The surgery will be performed by team physician Robert Anderson, and the recovery is expected to take four months, which means Newton will be back in time for training camp in late July.
Team officials said Newton is expected to miss time in minicamps in late May and June.
Assuming Newton's surgery goes as expected and the quarterback's ankle responds as doctors anticipate, the Panthers believe there is a possibility he could be throwing again by the middle of June, league sources told ESPN NFL Insider Ed Werder. The more encouraging time frame would make him available for organized team activities and a minicamp scheduled in June, the last before players reports to training camp.
Having Newton available sooner would be important as he will be confronted with the challenge of developing timing with a new receiver group as Steve Smith (Baltimore Ravens), Brandon LaFell (New England Patriots) and Ted Ginn Jr. (Arizona Cardinals) have all signed elsewhere as free agents. The Panthers have six receivers on their roster who have combined for five career NFL receptions.

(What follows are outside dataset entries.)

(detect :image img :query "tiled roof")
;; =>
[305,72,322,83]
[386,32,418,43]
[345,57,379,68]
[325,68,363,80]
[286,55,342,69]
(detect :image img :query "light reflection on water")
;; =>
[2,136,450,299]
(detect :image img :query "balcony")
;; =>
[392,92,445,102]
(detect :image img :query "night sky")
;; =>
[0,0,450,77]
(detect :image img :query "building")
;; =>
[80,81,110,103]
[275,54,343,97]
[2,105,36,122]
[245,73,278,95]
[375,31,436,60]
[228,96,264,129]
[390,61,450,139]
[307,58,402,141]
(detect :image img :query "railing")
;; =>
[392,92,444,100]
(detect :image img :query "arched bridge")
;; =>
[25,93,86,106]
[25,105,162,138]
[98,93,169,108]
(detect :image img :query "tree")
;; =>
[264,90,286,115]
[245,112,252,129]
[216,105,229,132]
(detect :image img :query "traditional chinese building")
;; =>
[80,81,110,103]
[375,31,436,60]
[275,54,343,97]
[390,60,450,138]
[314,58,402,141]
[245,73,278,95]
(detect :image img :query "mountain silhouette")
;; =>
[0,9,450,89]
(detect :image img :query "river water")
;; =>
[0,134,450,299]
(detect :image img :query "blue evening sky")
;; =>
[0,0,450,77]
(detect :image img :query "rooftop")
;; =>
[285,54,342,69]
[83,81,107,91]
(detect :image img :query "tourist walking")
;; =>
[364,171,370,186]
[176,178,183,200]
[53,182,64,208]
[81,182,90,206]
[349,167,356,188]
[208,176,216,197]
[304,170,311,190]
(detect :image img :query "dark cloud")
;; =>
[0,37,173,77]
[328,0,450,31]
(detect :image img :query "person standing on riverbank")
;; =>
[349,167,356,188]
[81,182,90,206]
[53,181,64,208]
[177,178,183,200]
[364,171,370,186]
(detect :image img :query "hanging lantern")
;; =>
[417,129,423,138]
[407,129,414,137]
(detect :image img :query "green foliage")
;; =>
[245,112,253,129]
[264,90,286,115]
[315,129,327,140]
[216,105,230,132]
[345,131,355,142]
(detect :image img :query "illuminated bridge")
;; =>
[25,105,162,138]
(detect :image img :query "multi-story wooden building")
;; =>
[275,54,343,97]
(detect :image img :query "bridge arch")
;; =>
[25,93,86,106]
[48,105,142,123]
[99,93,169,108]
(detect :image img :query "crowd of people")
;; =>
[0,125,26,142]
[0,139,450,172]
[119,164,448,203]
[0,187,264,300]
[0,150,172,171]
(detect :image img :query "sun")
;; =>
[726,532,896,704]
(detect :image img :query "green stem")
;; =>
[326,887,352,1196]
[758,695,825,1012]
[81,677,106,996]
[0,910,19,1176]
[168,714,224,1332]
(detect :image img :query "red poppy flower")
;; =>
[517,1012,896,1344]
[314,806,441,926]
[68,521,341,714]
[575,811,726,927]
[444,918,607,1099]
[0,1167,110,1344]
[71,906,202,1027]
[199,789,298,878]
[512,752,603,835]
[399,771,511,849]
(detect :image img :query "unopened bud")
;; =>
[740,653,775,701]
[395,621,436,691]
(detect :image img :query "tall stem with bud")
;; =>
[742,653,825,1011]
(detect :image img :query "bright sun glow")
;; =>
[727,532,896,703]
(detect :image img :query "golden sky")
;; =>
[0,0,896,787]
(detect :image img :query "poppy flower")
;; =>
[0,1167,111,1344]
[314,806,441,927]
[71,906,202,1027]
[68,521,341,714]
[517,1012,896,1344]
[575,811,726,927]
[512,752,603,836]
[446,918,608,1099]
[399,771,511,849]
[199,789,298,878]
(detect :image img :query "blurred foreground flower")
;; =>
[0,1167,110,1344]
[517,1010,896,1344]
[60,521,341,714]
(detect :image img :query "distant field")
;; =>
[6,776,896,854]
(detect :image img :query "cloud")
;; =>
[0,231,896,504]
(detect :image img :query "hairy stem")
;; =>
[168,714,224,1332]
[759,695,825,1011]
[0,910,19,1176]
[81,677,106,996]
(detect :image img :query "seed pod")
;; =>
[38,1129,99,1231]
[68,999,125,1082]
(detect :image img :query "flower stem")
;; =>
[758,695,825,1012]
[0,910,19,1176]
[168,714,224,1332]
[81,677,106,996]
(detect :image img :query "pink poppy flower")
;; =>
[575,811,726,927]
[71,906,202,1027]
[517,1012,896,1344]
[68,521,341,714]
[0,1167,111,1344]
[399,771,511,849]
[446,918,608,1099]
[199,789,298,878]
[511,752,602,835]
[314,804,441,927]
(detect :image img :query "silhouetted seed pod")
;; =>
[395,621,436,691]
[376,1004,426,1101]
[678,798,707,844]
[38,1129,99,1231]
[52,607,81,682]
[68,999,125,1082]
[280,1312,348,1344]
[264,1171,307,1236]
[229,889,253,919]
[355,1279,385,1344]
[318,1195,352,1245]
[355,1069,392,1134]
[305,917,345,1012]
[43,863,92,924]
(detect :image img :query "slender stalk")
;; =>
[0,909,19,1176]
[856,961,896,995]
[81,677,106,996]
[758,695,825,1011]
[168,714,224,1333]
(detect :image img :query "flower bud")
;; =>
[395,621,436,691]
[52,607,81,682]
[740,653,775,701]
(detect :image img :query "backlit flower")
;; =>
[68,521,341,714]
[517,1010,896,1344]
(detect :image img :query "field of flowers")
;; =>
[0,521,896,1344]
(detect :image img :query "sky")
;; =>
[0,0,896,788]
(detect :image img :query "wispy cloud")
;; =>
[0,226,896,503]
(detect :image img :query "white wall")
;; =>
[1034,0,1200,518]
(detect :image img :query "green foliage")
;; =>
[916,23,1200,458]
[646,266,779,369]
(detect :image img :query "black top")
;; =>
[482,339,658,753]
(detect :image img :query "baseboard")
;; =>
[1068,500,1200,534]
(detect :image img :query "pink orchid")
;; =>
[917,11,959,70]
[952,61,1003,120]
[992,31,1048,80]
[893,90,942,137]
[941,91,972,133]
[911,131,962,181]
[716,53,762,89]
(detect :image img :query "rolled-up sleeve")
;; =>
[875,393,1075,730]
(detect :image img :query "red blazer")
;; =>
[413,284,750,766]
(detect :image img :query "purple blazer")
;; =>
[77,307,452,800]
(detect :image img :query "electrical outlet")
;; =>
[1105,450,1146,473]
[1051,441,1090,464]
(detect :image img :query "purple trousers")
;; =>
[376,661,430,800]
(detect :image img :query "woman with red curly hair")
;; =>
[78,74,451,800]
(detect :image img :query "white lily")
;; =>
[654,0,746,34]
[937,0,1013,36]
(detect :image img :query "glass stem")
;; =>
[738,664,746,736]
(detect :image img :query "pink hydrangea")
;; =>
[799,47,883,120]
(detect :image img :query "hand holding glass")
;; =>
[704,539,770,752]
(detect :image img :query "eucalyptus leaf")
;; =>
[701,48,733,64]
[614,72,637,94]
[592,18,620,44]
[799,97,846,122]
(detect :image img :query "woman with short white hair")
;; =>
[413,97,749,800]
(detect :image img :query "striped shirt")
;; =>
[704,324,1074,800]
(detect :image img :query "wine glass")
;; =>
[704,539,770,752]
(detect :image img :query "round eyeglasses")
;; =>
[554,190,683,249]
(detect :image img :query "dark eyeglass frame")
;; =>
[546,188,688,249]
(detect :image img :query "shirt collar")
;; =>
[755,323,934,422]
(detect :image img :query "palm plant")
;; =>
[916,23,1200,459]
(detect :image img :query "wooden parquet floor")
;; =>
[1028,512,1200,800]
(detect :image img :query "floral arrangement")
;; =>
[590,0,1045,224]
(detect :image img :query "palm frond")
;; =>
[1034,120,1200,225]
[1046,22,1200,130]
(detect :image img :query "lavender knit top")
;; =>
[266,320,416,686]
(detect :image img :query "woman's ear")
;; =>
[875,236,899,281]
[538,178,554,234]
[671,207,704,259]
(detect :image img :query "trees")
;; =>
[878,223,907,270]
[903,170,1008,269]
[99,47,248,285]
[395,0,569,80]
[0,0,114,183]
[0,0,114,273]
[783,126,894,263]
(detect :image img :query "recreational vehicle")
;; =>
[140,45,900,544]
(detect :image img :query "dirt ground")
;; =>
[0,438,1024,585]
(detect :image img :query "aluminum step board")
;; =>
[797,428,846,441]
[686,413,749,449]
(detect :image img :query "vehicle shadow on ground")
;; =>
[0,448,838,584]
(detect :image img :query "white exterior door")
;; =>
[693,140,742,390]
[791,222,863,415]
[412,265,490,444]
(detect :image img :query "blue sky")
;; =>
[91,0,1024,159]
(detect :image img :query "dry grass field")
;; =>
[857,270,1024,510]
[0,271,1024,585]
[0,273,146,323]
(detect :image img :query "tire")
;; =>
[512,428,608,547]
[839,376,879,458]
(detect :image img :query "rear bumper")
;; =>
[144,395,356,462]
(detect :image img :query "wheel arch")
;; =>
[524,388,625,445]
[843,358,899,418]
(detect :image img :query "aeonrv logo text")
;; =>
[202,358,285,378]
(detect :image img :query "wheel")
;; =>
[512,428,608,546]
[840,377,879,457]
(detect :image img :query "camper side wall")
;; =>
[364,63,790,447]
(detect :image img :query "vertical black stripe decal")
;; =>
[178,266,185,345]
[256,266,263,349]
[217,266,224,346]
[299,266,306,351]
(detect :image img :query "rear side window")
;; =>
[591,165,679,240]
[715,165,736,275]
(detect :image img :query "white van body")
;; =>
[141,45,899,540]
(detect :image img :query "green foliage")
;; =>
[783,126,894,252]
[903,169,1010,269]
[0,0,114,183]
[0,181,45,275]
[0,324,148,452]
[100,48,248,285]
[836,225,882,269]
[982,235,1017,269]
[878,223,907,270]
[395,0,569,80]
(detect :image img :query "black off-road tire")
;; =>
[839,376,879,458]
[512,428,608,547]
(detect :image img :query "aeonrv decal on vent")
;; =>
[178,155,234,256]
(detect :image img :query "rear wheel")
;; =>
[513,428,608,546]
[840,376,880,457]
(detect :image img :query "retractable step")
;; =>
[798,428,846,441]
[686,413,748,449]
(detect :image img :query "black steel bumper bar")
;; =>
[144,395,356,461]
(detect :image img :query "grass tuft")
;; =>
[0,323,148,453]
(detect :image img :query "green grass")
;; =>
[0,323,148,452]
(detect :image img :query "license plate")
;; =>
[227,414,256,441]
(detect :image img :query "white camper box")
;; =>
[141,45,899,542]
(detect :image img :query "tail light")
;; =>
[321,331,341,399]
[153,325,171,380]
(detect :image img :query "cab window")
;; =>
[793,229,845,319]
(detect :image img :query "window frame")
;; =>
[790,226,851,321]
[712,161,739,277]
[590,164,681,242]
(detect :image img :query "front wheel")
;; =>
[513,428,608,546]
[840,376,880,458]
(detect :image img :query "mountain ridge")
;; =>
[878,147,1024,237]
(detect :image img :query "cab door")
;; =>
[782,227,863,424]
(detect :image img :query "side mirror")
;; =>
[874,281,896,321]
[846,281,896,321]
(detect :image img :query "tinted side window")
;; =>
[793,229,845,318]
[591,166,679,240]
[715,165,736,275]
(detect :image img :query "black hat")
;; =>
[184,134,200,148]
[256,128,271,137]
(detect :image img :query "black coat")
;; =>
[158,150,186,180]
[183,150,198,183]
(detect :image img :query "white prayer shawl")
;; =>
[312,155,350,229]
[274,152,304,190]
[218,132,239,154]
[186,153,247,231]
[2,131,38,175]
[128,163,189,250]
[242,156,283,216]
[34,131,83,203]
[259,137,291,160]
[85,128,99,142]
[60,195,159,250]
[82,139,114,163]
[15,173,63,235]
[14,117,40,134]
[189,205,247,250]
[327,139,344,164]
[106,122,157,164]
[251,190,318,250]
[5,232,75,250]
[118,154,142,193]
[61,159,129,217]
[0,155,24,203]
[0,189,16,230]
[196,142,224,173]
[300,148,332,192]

Newton nicked his ankle in a Week 16 victory over New Orleans but played in the regular-season finale at Atlanta and in the Panthers' NFC divisional playoff loss to San Francisco without noticeable issue.
"The ankle was sore after the San Francisco game and we wanted to see if rest would calm it down, but it is still bothering him and the decision was made to address it," Panthers head trainer Ryan Vermillion said in a team release.
Carolina recently signed backup quarterback Derek Anderson to a two-year deal.
Newton is heading into his fourth season. The Panthers have expressed a desire to sign the two-time Pro Bowler to a long-term contract. Newton is eligible for an extension of his original four-year deal under the collective bargaining agreement. The Panthers could pick up a fifth-year option on the quarterback's current contract.